TB in health care workers lower than U.S. rates
TB in health care workers lower than U.S. rates
Expert: Measure benefits before you intervene
TB rates among the nation’s health care workers are similar to TB rates among other groups of employed people, and lower than the national average, says Amy Curtis, PhD, MPH, an epidemiologist at the Centers for Disease Control’s Division of TB Elimination’s surveillance branch.
That was one of the findings about TB and health care workers presented at a conference held last December in Washington, DC, titled "Tuberculosis Infection Control in the 21st Century," which was jointly sponsored by the American Thoracic Society, the American College of Chest Physicians, and the Infectious Disease Society of America.
"We found TB rates are similar among all employed persons and lower than the U.S. average," says Curtis. "We know there have been outbreaks in the past at health care facilities, but as a group, health care workers don’t have extraordinarily high rates."
Those data haven’t been adjusted yet for gender and country of origin, she adds, but even after the effect of such factors has been taken into account, the rates aren’t expected to change dramatically. Moreover, TB rates per 100,000 health care workers have been falling steadily in recent years, says Curtis: from 5.4 in 1994, to 4.9 in 1995, to 4.5 in 1997, to 4.6 in 1998.

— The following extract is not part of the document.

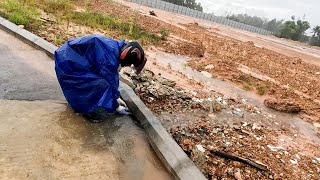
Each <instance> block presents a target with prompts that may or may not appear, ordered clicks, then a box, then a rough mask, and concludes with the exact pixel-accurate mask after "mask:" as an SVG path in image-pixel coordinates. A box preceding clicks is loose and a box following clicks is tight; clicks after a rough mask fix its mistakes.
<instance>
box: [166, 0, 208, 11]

Risk-analysis tools can help make sound decisions about the effectiveness of measures aimed at protecting health care workers against TB, says George Gray, PhD, deputy director of the Center for Risk Analysis and faculty member of the School of Public Health at Harvard University. Gray also spoke at the December conference.
"There are very few risks which you can elim inate altogether," he says. Since resources are finite, risks and interventions must somehow be prioritized, he adds. "And there are lots of instances in this country where we make investments that aren’t as efficient as other decisions we could be making instead." Too often, such decisions are based on anecdotal evidence, politics, or emotion. The kind of risk analysis Gray practices ranks the costs of interventions by the price of each year of life they save. Environmental regulations rank among the most costly, he says; interventions aimed at protecting workers on the job are generally a much better bargain.

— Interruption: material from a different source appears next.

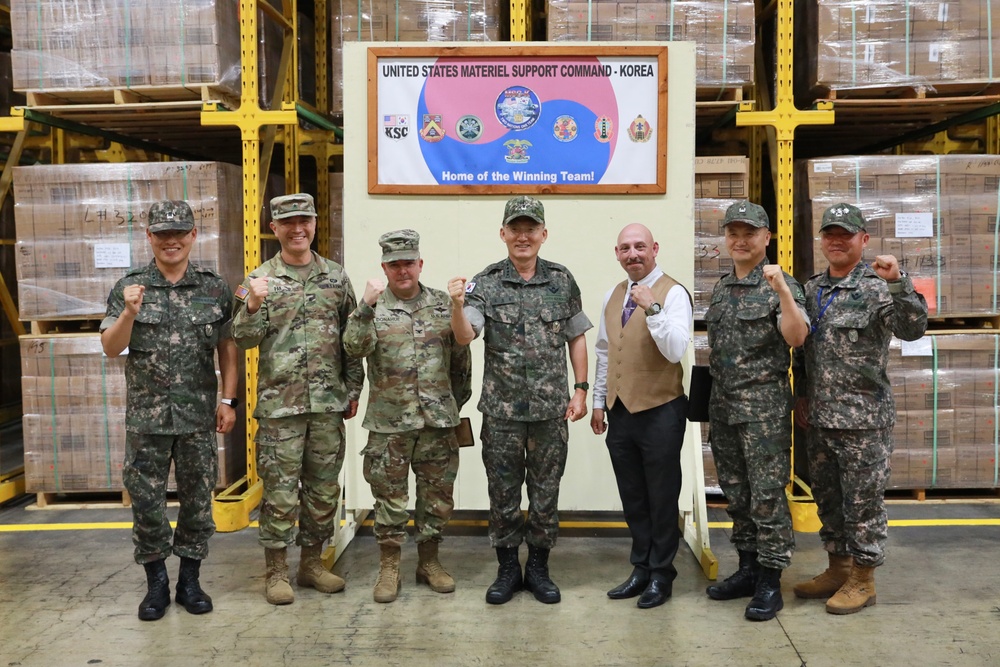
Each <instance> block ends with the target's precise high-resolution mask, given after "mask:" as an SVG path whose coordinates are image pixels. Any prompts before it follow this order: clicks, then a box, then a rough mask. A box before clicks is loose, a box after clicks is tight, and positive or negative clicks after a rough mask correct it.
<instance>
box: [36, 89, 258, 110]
mask: <svg viewBox="0 0 1000 667" xmlns="http://www.w3.org/2000/svg"><path fill="white" fill-rule="evenodd" d="M26 95H27V100H28V106H29V107H32V108H39V107H42V108H44V107H48V106H61V105H65V104H117V105H132V104H147V103H155V102H192V101H200V102H219V103H221V104H222V105H223V106H225V107H226V108H228V109H237V108H239V97H238V95H236V94H235V93H233V91H231V90H228V89H221V88H218V87H217V86H212V85H187V86H181V85H177V86H135V87H131V88H81V89H57V90H29V91H26Z"/></svg>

Another factor to consider are countervailing risks — a second set of risks that are engendered, sometimes unwittingly, by trying to protect people against a first set.

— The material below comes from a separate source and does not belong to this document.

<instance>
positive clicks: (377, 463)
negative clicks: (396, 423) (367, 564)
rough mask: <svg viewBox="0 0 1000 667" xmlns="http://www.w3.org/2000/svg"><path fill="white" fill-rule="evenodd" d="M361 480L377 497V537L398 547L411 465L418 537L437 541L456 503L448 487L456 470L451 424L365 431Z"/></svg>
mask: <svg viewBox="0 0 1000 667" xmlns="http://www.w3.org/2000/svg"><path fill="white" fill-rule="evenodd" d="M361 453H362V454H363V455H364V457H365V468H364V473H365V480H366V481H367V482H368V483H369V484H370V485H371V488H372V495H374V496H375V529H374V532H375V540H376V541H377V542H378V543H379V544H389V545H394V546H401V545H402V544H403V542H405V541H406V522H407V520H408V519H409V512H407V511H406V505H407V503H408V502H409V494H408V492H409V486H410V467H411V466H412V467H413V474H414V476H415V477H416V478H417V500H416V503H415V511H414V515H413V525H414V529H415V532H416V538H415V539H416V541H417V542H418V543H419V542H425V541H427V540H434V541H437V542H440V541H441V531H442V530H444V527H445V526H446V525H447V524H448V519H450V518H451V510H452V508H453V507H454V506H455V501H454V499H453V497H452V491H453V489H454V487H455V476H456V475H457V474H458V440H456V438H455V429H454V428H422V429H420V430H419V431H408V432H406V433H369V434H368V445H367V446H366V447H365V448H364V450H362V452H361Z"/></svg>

One example is the recent drive to force airplane passengers to purchase a separate seat for their young children. If proponents of the separate-seat law prevail, a certain percentage of potential flyers will decide to save money by driving instead; the decision to travel by car, in turn, will place the travelers into a much higher-risk category than flying.
His conference audience brought up an example from the world of TB control, he adds. Respirators designed to offer greater protection against TB can, because of their cumbersome qualities, increase the likelihood of needlesticks and other accidents to those who are wearing them. "People understand the general notion of risk analysis, but they’re not following through and thinking about these things in a formal way," adds Gray. "Doing a formal risk analysis helps you make a stronger case when there’s a case to be made."